Ainsi, la désidéologisation de B. correspond à une conversion à l’altérité et au fonctionnement projectif, poursuivie notamment par l’écriture romanesque, avec l’accent mis sur l’intersubjectivité. Il n’y voit aucune dépolitisation mais une « autre manière de faire de la politique en commençant par soi, en essayant de garder toutes les options ouvertes et en essayant d’avoir sur les choses un regard frais, non-préprogrammé. Je ne dis pas que c’est facile. »

1Picaudou Nadine, La déchirure libanaise, Éditions Complexe, Paris, 1990.

2Favier Agnès, Logiques de l’engagement et modes de contestation au Liban. Genèse et Éclatement d’une génération de militants intellectuels, thèse sous la direction d’Yves Schmeil, Université Paul Cézanne, Aix-Marseille, 2004.

3Groupuscule fondé par Waddah Charara et Fawaz Traboulsi autour du projet d’arabisation d’un marxisme proche des textes fondateurs, et faisant l’économie des gloses soviétiques. Il fusionnera en 1970 avec l’Organisation des socialistes libanais (OSL) pour créer l’Organisation de l’action communiste au Liban (OACL).

4Établissement scolaire jésuite.

5Le FDLP est un groupe militaire maoïste palestinien qui s’est formé en 1969 suite à une scission du Front populaire de libération de la Palestine (FPLP).

6Fils de Kamal Joumblatt qui, à l’époque, était le chef politique de la communauté druze.

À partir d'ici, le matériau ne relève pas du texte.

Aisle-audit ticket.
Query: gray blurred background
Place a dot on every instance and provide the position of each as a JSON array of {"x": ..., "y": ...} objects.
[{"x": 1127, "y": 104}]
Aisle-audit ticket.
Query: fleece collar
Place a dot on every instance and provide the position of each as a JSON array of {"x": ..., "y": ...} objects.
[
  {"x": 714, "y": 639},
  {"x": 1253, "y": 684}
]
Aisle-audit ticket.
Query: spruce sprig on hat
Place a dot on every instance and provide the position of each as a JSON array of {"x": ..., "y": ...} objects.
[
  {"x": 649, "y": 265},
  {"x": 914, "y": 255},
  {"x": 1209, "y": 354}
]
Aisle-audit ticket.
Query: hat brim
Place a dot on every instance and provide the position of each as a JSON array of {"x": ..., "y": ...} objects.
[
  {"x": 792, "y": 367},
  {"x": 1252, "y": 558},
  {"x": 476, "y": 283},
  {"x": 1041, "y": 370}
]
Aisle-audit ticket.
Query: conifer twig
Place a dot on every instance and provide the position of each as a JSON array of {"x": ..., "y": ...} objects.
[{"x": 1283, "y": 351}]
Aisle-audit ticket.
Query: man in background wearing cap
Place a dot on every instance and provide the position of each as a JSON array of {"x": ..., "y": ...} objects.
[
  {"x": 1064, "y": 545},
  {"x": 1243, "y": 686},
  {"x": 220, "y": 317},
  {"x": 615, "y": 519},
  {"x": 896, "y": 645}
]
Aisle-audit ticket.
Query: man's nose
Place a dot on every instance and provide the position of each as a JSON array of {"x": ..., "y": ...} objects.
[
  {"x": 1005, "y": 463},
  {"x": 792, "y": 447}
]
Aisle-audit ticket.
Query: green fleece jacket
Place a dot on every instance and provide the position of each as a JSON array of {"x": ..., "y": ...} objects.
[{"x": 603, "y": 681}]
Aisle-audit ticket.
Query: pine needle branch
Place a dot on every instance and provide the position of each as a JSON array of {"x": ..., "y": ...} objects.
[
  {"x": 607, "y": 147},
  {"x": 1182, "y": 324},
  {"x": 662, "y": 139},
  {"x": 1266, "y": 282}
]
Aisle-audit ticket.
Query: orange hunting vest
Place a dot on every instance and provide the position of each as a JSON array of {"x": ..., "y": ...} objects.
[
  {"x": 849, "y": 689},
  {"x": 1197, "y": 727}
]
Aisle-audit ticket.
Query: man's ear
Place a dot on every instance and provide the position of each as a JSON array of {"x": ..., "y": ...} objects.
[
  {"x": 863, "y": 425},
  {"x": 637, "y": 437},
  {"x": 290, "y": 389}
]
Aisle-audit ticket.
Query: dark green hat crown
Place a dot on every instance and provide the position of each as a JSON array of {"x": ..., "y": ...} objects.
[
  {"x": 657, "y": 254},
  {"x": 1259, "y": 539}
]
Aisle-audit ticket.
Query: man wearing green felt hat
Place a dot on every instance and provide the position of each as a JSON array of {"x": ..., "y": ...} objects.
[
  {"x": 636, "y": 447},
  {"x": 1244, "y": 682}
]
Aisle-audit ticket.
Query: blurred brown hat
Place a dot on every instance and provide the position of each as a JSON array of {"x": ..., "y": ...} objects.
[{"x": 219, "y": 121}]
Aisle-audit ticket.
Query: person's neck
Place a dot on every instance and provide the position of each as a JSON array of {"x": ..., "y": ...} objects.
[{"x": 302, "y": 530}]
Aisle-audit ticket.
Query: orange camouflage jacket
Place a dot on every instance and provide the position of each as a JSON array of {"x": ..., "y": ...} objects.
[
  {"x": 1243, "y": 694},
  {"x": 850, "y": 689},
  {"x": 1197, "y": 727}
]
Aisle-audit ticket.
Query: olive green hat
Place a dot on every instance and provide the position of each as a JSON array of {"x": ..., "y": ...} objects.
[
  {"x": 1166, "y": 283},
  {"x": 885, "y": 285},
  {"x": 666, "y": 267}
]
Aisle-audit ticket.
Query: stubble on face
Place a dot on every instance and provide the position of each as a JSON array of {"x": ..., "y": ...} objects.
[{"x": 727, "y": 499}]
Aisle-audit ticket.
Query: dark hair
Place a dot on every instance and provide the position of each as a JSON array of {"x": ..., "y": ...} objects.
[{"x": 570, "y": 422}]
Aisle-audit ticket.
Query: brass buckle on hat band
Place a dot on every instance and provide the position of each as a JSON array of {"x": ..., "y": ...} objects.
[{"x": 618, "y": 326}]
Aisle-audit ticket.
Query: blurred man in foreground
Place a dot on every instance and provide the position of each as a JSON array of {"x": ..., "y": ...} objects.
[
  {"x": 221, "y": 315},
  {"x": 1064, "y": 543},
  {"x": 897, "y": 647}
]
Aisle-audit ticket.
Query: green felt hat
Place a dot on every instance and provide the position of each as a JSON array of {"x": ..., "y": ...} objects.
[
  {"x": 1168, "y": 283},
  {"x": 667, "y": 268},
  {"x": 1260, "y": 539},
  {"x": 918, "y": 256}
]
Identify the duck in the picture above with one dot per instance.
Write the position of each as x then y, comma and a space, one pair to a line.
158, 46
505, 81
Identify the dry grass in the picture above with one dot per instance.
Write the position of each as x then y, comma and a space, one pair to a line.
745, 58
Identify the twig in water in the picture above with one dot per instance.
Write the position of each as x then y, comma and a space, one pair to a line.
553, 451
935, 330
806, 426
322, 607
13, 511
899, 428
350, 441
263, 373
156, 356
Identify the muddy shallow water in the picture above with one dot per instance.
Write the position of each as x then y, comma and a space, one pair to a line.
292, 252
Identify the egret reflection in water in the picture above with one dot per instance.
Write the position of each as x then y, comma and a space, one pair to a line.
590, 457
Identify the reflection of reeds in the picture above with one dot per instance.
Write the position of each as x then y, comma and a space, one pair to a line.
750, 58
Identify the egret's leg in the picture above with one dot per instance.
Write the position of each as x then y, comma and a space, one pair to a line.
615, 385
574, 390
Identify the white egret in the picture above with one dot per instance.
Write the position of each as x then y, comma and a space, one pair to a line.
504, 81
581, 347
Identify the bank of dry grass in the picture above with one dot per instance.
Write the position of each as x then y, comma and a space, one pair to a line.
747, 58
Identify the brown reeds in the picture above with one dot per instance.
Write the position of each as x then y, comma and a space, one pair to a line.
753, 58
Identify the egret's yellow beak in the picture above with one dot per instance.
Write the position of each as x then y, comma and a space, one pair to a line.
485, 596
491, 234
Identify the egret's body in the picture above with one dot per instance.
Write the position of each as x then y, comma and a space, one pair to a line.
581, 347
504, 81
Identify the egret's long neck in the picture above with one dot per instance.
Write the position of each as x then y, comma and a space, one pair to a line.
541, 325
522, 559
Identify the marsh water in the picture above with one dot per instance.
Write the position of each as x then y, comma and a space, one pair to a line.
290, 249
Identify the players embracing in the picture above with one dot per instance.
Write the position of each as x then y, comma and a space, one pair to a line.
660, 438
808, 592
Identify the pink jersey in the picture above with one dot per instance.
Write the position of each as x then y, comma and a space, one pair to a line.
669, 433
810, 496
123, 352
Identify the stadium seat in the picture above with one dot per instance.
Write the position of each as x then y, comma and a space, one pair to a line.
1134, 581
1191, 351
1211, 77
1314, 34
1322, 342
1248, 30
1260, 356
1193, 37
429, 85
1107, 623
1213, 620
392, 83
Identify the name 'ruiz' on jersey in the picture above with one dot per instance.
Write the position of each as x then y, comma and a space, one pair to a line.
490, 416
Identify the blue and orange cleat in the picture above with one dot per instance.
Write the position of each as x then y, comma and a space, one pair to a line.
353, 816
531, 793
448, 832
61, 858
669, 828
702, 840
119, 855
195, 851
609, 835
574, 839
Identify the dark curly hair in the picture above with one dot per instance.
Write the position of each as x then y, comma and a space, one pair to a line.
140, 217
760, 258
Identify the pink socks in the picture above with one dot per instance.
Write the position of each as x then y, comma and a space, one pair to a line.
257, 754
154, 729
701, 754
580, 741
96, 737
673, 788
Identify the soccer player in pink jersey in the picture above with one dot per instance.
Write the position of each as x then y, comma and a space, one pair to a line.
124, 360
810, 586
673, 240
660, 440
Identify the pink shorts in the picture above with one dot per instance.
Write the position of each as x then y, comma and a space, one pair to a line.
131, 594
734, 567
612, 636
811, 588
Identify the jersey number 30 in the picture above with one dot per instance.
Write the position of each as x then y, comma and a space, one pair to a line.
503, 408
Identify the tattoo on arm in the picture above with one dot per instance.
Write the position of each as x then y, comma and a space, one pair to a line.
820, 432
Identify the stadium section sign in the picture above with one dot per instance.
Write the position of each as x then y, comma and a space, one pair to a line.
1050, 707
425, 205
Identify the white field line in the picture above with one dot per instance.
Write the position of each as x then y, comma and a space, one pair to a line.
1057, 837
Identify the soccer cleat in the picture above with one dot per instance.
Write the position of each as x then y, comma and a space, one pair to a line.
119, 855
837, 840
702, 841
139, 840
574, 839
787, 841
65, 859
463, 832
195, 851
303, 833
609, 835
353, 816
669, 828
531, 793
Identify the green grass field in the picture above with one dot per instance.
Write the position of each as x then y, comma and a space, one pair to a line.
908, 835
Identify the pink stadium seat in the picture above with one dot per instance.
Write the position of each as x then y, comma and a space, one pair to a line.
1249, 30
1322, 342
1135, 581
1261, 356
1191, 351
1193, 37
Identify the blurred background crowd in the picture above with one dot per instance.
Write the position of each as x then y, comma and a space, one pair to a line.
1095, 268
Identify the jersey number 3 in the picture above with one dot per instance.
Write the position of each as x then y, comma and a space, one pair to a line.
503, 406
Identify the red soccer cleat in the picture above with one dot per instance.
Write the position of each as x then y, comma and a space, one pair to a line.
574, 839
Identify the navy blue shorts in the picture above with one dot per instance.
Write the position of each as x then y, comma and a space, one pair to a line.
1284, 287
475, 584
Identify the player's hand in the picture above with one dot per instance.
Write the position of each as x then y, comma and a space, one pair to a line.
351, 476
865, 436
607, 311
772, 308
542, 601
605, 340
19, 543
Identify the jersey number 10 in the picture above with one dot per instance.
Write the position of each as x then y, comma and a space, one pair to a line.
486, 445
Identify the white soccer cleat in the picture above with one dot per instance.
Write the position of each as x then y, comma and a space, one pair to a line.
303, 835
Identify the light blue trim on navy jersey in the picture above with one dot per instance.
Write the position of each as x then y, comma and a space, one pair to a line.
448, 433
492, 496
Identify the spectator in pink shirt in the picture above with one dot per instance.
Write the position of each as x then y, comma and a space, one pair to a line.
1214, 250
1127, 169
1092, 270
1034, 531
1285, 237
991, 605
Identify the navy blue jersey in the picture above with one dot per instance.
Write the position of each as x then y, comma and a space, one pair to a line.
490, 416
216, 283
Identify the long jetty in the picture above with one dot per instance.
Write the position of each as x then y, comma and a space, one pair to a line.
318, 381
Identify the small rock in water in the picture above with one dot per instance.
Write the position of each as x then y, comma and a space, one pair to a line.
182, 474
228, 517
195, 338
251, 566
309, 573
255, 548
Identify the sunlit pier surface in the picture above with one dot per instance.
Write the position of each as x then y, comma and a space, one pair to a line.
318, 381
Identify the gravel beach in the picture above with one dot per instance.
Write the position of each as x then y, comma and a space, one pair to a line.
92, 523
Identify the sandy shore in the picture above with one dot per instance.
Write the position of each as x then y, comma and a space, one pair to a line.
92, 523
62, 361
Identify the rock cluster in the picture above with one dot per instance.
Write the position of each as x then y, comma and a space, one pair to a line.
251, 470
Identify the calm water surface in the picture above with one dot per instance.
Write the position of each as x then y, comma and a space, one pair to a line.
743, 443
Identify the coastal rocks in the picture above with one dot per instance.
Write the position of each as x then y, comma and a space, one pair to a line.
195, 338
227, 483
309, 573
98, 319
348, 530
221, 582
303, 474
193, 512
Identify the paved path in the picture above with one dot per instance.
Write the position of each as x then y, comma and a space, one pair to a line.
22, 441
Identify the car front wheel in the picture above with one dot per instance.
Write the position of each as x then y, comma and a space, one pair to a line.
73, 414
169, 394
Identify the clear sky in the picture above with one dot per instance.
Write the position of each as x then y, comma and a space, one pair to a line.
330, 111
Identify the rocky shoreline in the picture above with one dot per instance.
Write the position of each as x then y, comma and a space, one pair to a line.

7La communauté des Témoins de Jéhovah n’est pas reconnue par l’État libanais. Ses membres ne jouissent pas de la liberté du culte et sont la cible de rumeurs hostiles.

8Bourdieu Pierre & Passeron Jean-Claude, Les héritiers. Les étudiants et la culture, Les éditions de minuit, Paris, coll. Le sens commun, 1964.

9Bourdieu Pierre, Méditations pascaliennes, Seuil, Paris, coll. Libé, 1997.

10Chrétiens du nord de la Syrie actuelle recrutés par les empereurs byzantins pour combattre les armées musulmanes. Les Mardaïtes se sont installées au Liban actuel en 660-680 et leur présence au Mont Liban est attestée jusqu’au début du Xe siècle. Pendant la guerre civile, la thèse, historiquement démentie, d’une origine mardaïte des maronites a servi à légitimer le projet d’un Liban pan-chrétien.

11Bourdieu Pierre, 1997, op. cit.

12Ville à majorité chrétienne située à 40 km au nord de Beyrouth.

13Sironi Françoise, Psychopathologie des violences collectives : essai de psychologie géopolitique clinique, Odile Jacob, Paris, 2007.